Before continuing, let me make it clear that I’m not including the actual PNG files with the aim of copyright infringement, but to raise some interest among readers to explore this game further. Wouldn’t it be nice to have a tool to extract all game data from your legally obtained copy?

First, here’s an image which obviously represents the verb sheet, or as we know it, @VerbSheet@1x.png@:

Having this image and the strace log gives us both the encoded and decoded data, so there should be a way to figure it out, right?

stat("VerbSheet@1x.png", 0x7ffe40e92410) = -1 ENOENT (No such file or directory)
open("ThimbleweedPark.ggpack1", O_RDONLY) = 12
fstat(12, {st_mode=S_IFREG|0755, st_size=435296382, ...}) = 0
lseek(12, 77860864, SEEK_SET)           = 77860864
read(12, "\357\20?\256i\304[%\2065R\34\221\231H\216\311A"..., 645) = 645
read(12, "\243\1\210^F\310\237\274Y\16\245\245;\354-H'U"..., 49152) = 49152
read(12, "k\231^\327'\370\244\215h?\224\231N\321\224Yr"..., 4096) = 4096
close(12)                               = 0
brk(0x79f6000)                          = 0x79f6000
ioctl(4, DRM_IOCTL_I915_GEM_CREATE, 0x7ffe40e92100) = 0
ioctl(4, DRM_IOCTL_I915_GEM_SET_TILING, 0x7ffe40e92070) = 0
ioctl(4, _IOC(_IOC_READ|_IOC_WRITE, 0x64, 0x5e, 0x28), 0x7ffe40e92130) = 0
ioctl(4, DRM_IOCTL_I915_GEM_SET_DOMAIN, 0x7ffe40e92130) = 0
ioctl(4, DRM_IOCTL_I915_GEM_SW_FINISH, 0x7ffe40e921c0) = 0
clock_gettime(CLOCK_MONOTONIC_RAW, {57272, 778052358}) = 0
stat("VerbSheet_norm.png", 0x7ffe40e92490) = -1 ENOENT (No such file or directory)
open("ThimbleweedPark.ggpack1", O_RDONLY) = 12
fstat(12, {st_mode=S_IFREG|0755, st_size=435296382, ...}) = 0
lseek(12, 77819904, SEEK_SET)           = 77819904
read(12, "\34\230_ \227\34T'k\\v\354\324CqK\340\253e"..., 1884) = 1884
read(12, "\35\315l\217\373\22:`\247\312A7\352\177\330"..., 36864) = 36864
read(12, "\20\213!\335\255M\"1\364\327\16v\304w\370"..., 4096) = 4096
close(12)  

Here’s a small sprite sheet of Willie:

And finally, we get to see how the vista is put together (and well, as stated previously, here be spoilers):

Isn’t this beautiful?
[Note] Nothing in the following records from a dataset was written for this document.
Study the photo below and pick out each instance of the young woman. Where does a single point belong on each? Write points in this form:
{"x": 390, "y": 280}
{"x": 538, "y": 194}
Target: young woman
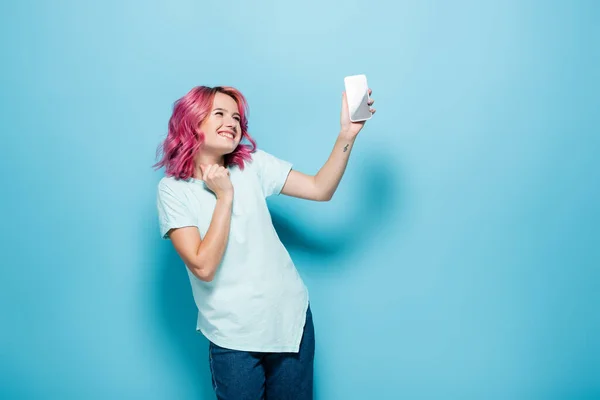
{"x": 252, "y": 304}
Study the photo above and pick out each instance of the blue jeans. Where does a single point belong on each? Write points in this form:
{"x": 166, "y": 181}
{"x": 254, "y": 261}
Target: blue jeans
{"x": 242, "y": 375}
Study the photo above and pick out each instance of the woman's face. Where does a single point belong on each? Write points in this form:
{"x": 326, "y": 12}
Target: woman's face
{"x": 222, "y": 130}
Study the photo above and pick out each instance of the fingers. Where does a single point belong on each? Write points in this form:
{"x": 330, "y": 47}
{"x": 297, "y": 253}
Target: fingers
{"x": 212, "y": 171}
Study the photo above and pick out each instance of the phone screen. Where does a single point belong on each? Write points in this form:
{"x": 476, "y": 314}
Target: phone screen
{"x": 357, "y": 94}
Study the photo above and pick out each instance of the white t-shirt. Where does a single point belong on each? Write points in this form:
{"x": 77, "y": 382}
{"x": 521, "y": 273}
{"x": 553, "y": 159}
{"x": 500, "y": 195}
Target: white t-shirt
{"x": 257, "y": 301}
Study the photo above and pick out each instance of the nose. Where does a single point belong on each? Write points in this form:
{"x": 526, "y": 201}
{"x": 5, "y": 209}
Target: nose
{"x": 231, "y": 122}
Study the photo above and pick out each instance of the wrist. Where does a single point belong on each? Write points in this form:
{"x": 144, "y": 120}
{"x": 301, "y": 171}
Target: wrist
{"x": 225, "y": 197}
{"x": 346, "y": 135}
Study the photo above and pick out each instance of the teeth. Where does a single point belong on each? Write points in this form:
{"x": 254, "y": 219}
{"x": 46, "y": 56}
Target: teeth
{"x": 227, "y": 135}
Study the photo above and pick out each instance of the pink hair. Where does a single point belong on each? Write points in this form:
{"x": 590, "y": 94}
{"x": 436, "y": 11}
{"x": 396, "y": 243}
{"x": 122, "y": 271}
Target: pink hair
{"x": 184, "y": 139}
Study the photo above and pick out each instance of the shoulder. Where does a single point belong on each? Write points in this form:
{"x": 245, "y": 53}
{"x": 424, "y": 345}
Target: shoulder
{"x": 172, "y": 184}
{"x": 172, "y": 187}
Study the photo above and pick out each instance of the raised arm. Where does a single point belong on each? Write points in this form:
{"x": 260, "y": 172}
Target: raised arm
{"x": 323, "y": 185}
{"x": 203, "y": 256}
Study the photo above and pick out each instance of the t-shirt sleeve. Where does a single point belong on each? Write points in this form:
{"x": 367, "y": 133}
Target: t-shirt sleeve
{"x": 272, "y": 172}
{"x": 172, "y": 212}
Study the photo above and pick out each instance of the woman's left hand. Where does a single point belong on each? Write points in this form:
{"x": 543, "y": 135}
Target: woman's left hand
{"x": 350, "y": 129}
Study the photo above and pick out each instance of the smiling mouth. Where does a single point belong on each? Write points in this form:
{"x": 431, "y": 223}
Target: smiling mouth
{"x": 227, "y": 135}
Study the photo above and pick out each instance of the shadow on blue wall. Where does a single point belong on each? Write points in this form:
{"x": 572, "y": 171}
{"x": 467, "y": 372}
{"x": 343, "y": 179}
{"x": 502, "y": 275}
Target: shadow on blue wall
{"x": 174, "y": 303}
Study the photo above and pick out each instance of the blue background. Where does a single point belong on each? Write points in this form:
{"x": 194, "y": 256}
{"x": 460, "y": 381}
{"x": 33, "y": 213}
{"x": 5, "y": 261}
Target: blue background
{"x": 459, "y": 259}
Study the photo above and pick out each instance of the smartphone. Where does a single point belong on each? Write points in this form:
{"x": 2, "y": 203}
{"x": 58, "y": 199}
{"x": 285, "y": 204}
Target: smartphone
{"x": 357, "y": 94}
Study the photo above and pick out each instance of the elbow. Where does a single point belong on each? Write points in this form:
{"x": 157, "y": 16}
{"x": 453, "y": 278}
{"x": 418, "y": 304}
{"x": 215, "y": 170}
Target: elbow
{"x": 203, "y": 271}
{"x": 324, "y": 197}
{"x": 204, "y": 275}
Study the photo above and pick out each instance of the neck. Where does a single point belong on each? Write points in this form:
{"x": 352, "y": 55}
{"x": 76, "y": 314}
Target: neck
{"x": 206, "y": 159}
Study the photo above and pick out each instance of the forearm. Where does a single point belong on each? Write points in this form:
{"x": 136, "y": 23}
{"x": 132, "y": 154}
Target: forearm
{"x": 329, "y": 176}
{"x": 212, "y": 248}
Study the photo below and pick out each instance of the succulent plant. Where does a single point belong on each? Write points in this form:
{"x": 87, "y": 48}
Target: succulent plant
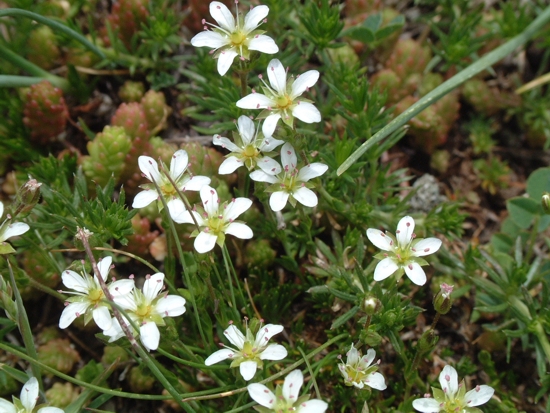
{"x": 107, "y": 155}
{"x": 45, "y": 112}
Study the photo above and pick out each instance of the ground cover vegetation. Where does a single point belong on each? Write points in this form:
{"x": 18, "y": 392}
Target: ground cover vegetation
{"x": 278, "y": 206}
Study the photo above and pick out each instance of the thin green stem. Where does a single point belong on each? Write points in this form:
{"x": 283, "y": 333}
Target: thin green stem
{"x": 446, "y": 87}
I love to see the individual parts which come together to produce the magic of the game.

So let me conclude this with a few words. I’d love to be able to extract all images, sounds, and dialog lines, plus the voicemail messages with their text and the library book texts. If you feel like exploring this any further, don’t hesitate to contact me, I’ll be happy to update this site or link to your writeup. Thank you for listening.

PS. In case of emergency, don’t sue N. Harold Cham.
PPS. Thank you, Mr. Gilbert, and the whole team.